A History of East Asian Studies at Leeds
Founding Professor Owen Lattimore: Early Life and Career
My knowledge of China and Mongolia and Central Asia was not built up by having pull with the right people, but by traveling in the far interior, by studying Chinese and Mongol until I could read and speak and be completely independent of an interpreter, and by making my way on equal terms among merchants, caravan traders, soldiers, bandits, peasants, shepherds, landlords, grain dealers and others who would be nameless to a ‘visiting fireman’ economist or political scientist or diplomat. Then, on this foundation of real life, I built a superstructure of geographical, historical and sociological study.
Early Life and Career
Owen Lattimore was born in the United States in 1900, but when he was only a few months old the family moved to Shanghai. He spent his formative years in China and witnessed the fall of the Qing Dynasty before being sent back to Europe for schooling at the age of twelve. Lattimore went to secondary school in England but his family could not afford to send him to university, so after graduation he returned to China to work.
Four years of navigating the countryside for Arnhold and Company taught Lattimore much about politics, economics, banditry, landlordism, and peasant unrest. At the time he viewed his early years in Tientsin as a kind of purgatory. Later he realized that his travels gave him the equivalent of a Ph.D. in economics.
Lattimore secured a position with the British import/export firm Arnhold and Company and for four years worked across northern China securing the safe passage of products through warlord territories. During his travels Lattimore became obsessed with the caravans and Mongolian way of life, and as soon as he had saved enough money he joined one of the caravans to Xinjiang on the western frontier of China. Lattimore had just got married, and his new bride Eleanor travelled across Siberia by sled to meet him for their six-month honeymoon in Central Asia. This led to more than half a decade of independent research in China, Mongolia and Central Asia.
In 1934 Lattimore was living in Beijing and began editing the journal Pacific Affairs, published by the Institute of Pacific Relations. Lattimore courted controversy by publishing pieces representing conflicting ideological backgrounds, including some from the Soviet Union and Japan. In 1937 Lattimore visited the headquarters of the Chinese communists in Yan’an as a translator, and met Mao Zedong and Zhou Enlai.
Dear Mr. Lattimore… as an American, you can say a great number of things, that it would be difficult, if not impossible, for a Chinese to say with good grace. When they are said by an American who has lived most of his life with us and who speaks with evident sincerity, they sink deeper and have a profound influence.

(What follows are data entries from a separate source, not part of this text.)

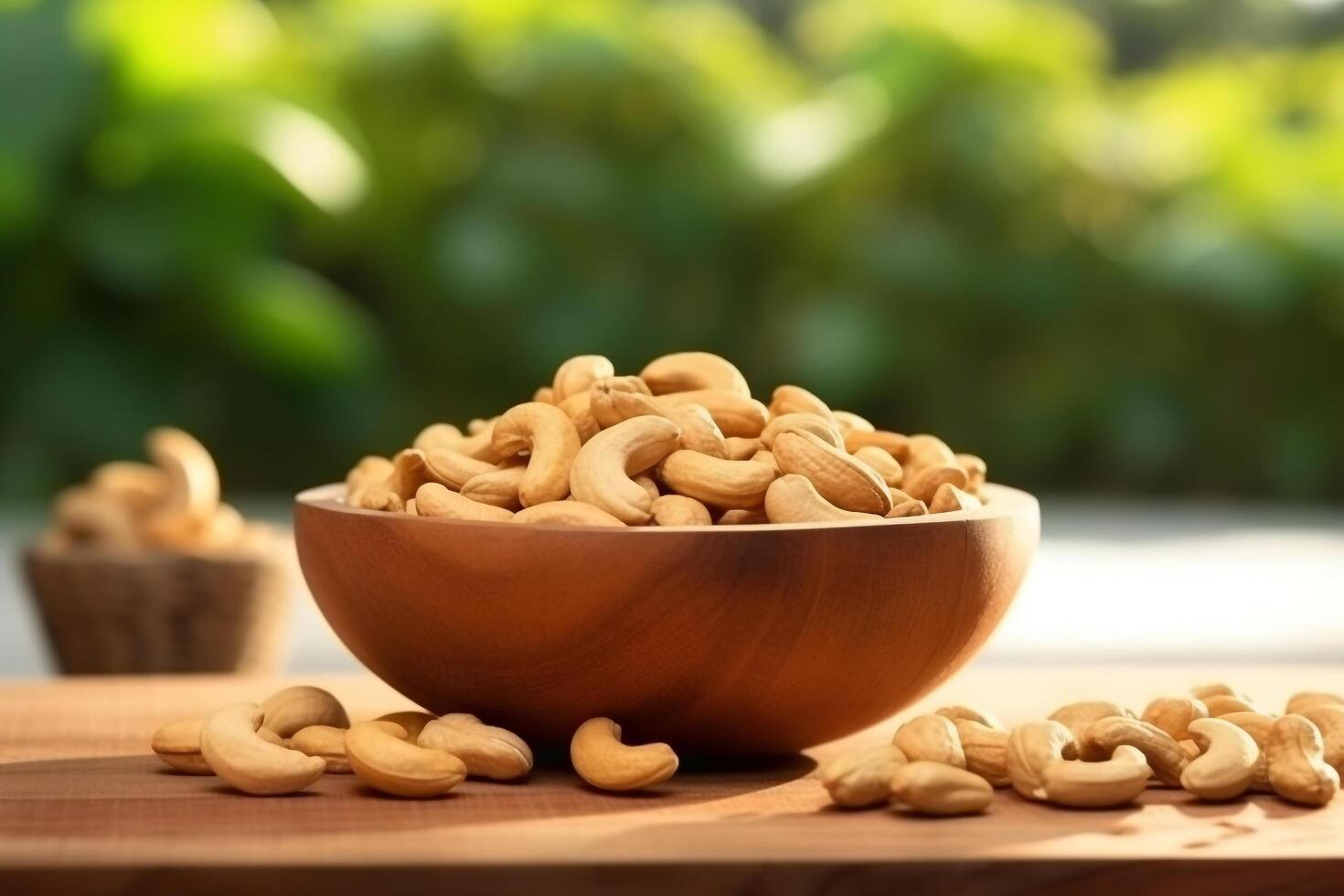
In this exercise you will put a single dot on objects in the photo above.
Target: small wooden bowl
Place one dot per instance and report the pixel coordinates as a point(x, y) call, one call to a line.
point(730, 640)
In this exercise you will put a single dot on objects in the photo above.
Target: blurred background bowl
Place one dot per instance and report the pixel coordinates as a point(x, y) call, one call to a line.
point(735, 640)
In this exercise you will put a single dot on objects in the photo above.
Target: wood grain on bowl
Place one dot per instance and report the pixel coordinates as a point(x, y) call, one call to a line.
point(741, 640)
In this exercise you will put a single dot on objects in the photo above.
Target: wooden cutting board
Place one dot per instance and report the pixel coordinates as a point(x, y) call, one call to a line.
point(85, 807)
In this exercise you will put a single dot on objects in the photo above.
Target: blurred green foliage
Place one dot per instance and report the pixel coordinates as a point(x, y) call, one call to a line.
point(305, 229)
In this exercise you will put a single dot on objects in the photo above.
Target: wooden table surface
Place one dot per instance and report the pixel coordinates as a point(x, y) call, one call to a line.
point(86, 807)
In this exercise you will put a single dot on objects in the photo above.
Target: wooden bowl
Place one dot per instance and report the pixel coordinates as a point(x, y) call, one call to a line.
point(730, 640)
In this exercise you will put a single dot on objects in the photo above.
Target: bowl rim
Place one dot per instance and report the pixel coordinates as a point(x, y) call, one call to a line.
point(1001, 501)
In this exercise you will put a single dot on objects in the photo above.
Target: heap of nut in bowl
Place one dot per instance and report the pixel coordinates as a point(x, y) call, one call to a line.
point(680, 443)
point(169, 506)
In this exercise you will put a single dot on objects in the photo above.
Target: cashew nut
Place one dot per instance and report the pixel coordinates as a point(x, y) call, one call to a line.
point(235, 752)
point(934, 789)
point(1175, 713)
point(566, 513)
point(292, 709)
point(603, 469)
point(552, 443)
point(603, 761)
point(932, 738)
point(1032, 746)
point(734, 414)
point(795, 400)
point(818, 426)
point(578, 374)
point(694, 371)
point(1306, 699)
point(437, 501)
point(714, 481)
point(841, 480)
point(862, 778)
point(325, 741)
point(1227, 761)
point(949, 498)
point(794, 498)
point(1087, 784)
point(679, 509)
point(486, 752)
point(1104, 736)
point(1297, 767)
point(391, 764)
point(618, 398)
point(986, 750)
point(699, 432)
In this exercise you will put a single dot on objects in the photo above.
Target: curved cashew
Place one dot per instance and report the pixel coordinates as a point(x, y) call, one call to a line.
point(192, 478)
point(694, 371)
point(438, 435)
point(699, 432)
point(552, 443)
point(292, 709)
point(976, 472)
point(1297, 767)
point(326, 743)
point(949, 498)
point(578, 407)
point(235, 752)
point(411, 721)
point(843, 481)
point(1104, 736)
point(929, 450)
point(1257, 724)
point(714, 481)
point(933, 738)
point(1328, 719)
point(851, 422)
point(907, 508)
point(795, 400)
point(923, 483)
point(601, 759)
point(818, 426)
point(1087, 784)
point(566, 513)
point(618, 398)
point(603, 469)
point(1175, 713)
point(1031, 747)
point(497, 488)
point(177, 743)
point(892, 443)
point(578, 374)
point(969, 713)
point(395, 766)
point(1077, 716)
point(449, 466)
point(862, 778)
point(735, 415)
point(986, 750)
point(934, 789)
point(485, 750)
point(1306, 699)
point(437, 501)
point(794, 498)
point(1227, 761)
point(677, 509)
point(882, 464)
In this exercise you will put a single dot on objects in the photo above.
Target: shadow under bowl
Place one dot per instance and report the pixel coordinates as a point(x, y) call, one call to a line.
point(746, 640)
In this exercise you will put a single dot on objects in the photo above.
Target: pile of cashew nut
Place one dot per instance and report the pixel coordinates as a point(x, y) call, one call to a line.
point(1215, 743)
point(168, 506)
point(294, 736)
point(682, 443)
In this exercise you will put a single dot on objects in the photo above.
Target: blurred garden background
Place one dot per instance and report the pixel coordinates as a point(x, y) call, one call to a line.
point(1098, 243)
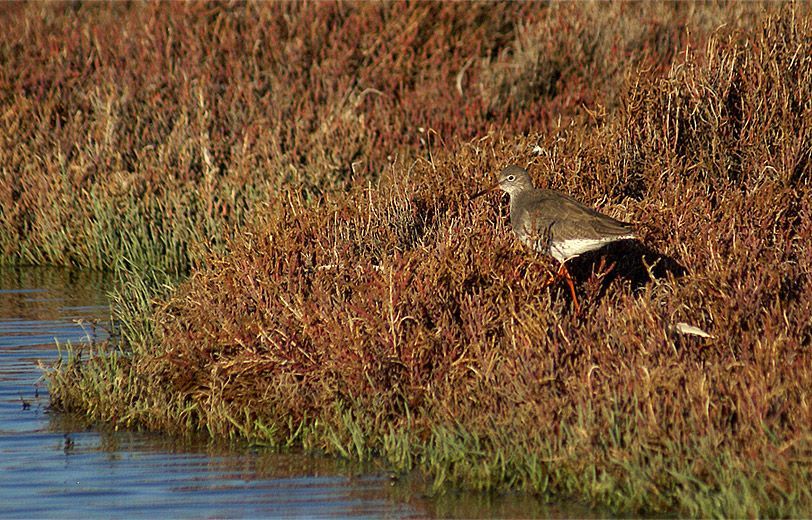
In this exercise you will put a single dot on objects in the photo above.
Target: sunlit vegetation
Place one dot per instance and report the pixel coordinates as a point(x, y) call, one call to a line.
point(283, 190)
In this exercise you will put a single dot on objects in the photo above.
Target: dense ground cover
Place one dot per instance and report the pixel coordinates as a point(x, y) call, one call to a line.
point(347, 296)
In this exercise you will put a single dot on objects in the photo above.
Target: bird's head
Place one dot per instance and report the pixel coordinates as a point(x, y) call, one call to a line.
point(511, 180)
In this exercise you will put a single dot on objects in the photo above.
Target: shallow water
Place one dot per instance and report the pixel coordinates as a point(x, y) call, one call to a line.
point(54, 465)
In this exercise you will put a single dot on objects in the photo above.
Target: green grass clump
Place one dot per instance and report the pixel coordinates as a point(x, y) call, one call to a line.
point(398, 319)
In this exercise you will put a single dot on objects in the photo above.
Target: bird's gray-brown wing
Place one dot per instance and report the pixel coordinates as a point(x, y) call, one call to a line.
point(556, 216)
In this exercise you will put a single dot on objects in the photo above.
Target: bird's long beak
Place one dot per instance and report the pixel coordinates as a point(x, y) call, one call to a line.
point(489, 189)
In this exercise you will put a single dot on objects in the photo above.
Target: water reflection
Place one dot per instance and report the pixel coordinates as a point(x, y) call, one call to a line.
point(56, 465)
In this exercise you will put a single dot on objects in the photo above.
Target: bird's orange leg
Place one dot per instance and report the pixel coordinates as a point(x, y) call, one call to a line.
point(564, 273)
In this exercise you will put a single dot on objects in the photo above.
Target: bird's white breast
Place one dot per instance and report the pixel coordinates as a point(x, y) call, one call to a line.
point(563, 250)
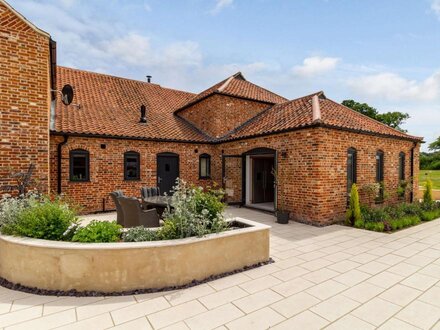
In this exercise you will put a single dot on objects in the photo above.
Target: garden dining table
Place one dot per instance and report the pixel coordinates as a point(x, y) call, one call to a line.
point(160, 203)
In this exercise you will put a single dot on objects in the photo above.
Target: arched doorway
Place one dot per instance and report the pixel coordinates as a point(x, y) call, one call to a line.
point(167, 171)
point(260, 190)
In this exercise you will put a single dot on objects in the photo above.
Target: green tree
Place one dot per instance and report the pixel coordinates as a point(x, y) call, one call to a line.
point(393, 119)
point(435, 146)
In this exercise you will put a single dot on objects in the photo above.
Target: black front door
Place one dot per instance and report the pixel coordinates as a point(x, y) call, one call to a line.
point(263, 180)
point(167, 171)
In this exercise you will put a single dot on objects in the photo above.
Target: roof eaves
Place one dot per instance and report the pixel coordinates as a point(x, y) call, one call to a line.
point(399, 133)
point(24, 19)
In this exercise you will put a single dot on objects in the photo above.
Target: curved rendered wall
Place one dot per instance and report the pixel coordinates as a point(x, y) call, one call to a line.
point(116, 267)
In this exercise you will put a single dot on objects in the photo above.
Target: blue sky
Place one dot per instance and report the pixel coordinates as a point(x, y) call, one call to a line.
point(385, 53)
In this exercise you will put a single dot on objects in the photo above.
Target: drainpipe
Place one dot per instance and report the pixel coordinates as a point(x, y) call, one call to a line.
point(412, 172)
point(59, 152)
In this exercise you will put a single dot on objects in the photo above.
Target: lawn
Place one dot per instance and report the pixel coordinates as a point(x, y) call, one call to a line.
point(433, 175)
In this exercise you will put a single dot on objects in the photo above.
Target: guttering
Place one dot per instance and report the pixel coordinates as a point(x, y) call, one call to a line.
point(226, 140)
point(59, 153)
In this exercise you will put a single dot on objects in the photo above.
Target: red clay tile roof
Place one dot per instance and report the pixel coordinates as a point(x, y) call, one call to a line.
point(111, 106)
point(236, 85)
point(298, 113)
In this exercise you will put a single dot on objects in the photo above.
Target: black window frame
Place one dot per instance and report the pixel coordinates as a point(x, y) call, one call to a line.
point(75, 153)
point(402, 160)
point(208, 166)
point(351, 171)
point(132, 154)
point(380, 173)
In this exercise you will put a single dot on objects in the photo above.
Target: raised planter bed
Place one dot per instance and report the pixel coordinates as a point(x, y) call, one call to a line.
point(123, 267)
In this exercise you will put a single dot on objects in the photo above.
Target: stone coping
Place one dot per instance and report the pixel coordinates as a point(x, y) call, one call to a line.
point(123, 267)
point(253, 226)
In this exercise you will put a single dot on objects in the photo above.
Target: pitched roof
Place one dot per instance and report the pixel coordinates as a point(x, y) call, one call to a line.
point(24, 19)
point(236, 85)
point(298, 113)
point(111, 106)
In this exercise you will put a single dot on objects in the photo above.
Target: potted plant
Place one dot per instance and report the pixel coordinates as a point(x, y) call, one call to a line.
point(281, 213)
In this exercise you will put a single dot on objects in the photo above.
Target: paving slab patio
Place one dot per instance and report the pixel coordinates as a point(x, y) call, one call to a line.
point(335, 277)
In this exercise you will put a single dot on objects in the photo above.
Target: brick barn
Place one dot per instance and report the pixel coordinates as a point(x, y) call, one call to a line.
point(125, 134)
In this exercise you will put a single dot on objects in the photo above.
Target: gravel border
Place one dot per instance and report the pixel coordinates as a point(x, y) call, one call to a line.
point(74, 293)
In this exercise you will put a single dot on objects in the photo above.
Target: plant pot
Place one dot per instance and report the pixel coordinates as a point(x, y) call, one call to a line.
point(283, 217)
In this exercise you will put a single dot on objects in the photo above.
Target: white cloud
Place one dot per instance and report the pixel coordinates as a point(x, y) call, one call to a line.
point(435, 7)
point(147, 7)
point(315, 65)
point(184, 53)
point(132, 49)
point(220, 5)
point(391, 86)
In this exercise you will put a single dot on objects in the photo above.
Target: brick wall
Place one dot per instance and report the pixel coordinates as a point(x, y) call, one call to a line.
point(312, 173)
point(24, 98)
point(219, 114)
point(332, 162)
point(106, 167)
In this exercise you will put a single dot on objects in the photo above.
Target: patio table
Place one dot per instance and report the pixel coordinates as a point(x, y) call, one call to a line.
point(160, 203)
point(157, 201)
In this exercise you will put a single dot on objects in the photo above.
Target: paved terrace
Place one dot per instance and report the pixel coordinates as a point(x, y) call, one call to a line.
point(334, 277)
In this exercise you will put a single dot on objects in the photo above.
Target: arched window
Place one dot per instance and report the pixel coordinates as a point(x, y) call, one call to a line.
point(132, 168)
point(79, 165)
point(402, 166)
point(379, 166)
point(380, 174)
point(351, 168)
point(204, 166)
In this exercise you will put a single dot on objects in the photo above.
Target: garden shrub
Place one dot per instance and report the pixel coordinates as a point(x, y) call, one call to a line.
point(353, 216)
point(195, 212)
point(429, 215)
point(140, 234)
point(428, 200)
point(98, 232)
point(11, 208)
point(376, 214)
point(41, 218)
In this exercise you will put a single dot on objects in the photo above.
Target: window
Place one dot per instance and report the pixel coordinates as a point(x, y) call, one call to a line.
point(380, 173)
point(132, 165)
point(402, 166)
point(204, 166)
point(351, 168)
point(79, 165)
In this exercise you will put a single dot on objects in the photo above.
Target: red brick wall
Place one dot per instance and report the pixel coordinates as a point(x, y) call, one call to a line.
point(219, 114)
point(312, 175)
point(24, 98)
point(332, 160)
point(106, 167)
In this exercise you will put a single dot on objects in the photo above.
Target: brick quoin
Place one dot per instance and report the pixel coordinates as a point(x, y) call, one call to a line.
point(24, 98)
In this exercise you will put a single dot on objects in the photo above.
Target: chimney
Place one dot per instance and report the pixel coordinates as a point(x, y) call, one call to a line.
point(316, 110)
point(143, 114)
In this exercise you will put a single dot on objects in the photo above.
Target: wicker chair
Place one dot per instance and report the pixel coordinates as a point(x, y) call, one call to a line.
point(135, 216)
point(115, 195)
point(150, 192)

In 1938, Lattimore was offered a job as a lecturer in the Walter Hines Page School of International Relations at Johns Hopkins University in Baltimore. Within one year he was promoted to director of the School. With the onset of WWII and the Japanese invasion of China, President Roosevelt asked Lattimore to travel to Chongqing to advise Chiang Kai-shek. Lattimore became a friend of the family and one of Chiang’s most trusted American confidants for the remainder of WWII.